When SARs are settled in stock, the fair market value of the shares received is taxed as ordinary income at exercise. If the employee holds the shares after exercise, any subsequent gain or loss is treated as a capital gain (short-term or long-term depending on holding period). The tax event occurs at exercise, not at the later sale.
SARs must comply with IRC Section 409A to avoid adverse tax consequences. The base price must be set at or above fair market value on the grant date. If SARs are granted below fair market value (discounted SARs), they're treated as deferred compensation subject to 409A's strict timing rules, and non-compliance triggers a 20% penalty tax plus interest for the employee. This is why accurate 409A valuations are critical for private companies granting SARs.

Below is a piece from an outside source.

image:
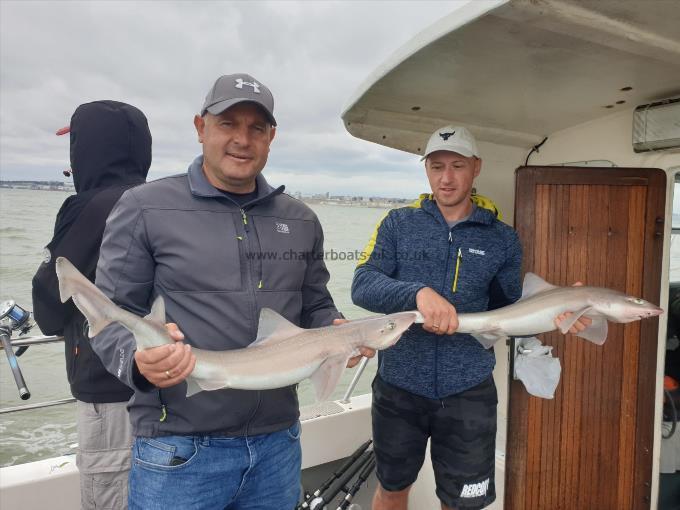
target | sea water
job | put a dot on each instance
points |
(26, 225)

The accounting treatment of SARs depends on the settlement method, and this has real implications for the company's financial statements.
Cash-settled SARs are classified as liabilities under ASC 710. The company must revalue the SARs at fair value each reporting period and adjust the liability on the balance sheet. This creates earnings volatility: as the stock price rises, the liability increases and hits the income statement as compensation expense. As the stock price falls, the liability decreases and the company records a benefit. This mark-to-market volatility is the biggest accounting downside of cash-settled SARs.
Stock-settled SARs are classified as equity under ASC 718. The fair value is determined once at the grant date (using Black-Scholes or a similar model) and expensed ratably over the vesting period. No revaluation is needed after the grant date. This provides more predictable financial reporting, which is why public companies often prefer stock-settled SARs.
Effective SAR plan design requires balancing employee incentives with the company's financial and administrative capabilities.
For multinational companies, SARs offer advantages over stock options in international contexts.
Many countries impose heavy securities regulations on equity grants. Cash-settled SARs avoid these requirements because no shares are issued. This simplifies compliance in jurisdictions like Germany, France, India, and Brazil, where stock option plans face additional registration, disclosure, or withholding requirements. For companies with employees in 10 or more countries, cash-settled SARs can significantly reduce legal complexity.
SARs denominated in the parent company's currency can create foreign exchange complications. An employee in Japan holding SARs valued in US dollars faces currency risk in addition to stock price risk. The tax treatment also varies by country: some jurisdictions tax SARs at grant, others at vest, and others at exercise. Companies need local tax advice for each country where SAR holders are located.
In many countries, SAR payouts trigger employer social security contributions in addition to income tax withholding. In the UK, employer National Insurance applies to SAR gains at 13.8%. In France, employer social charges can add 30% to 45% to the cost. These employer-side taxes increase the true cost of SAR plans and should be factored into the plan budget.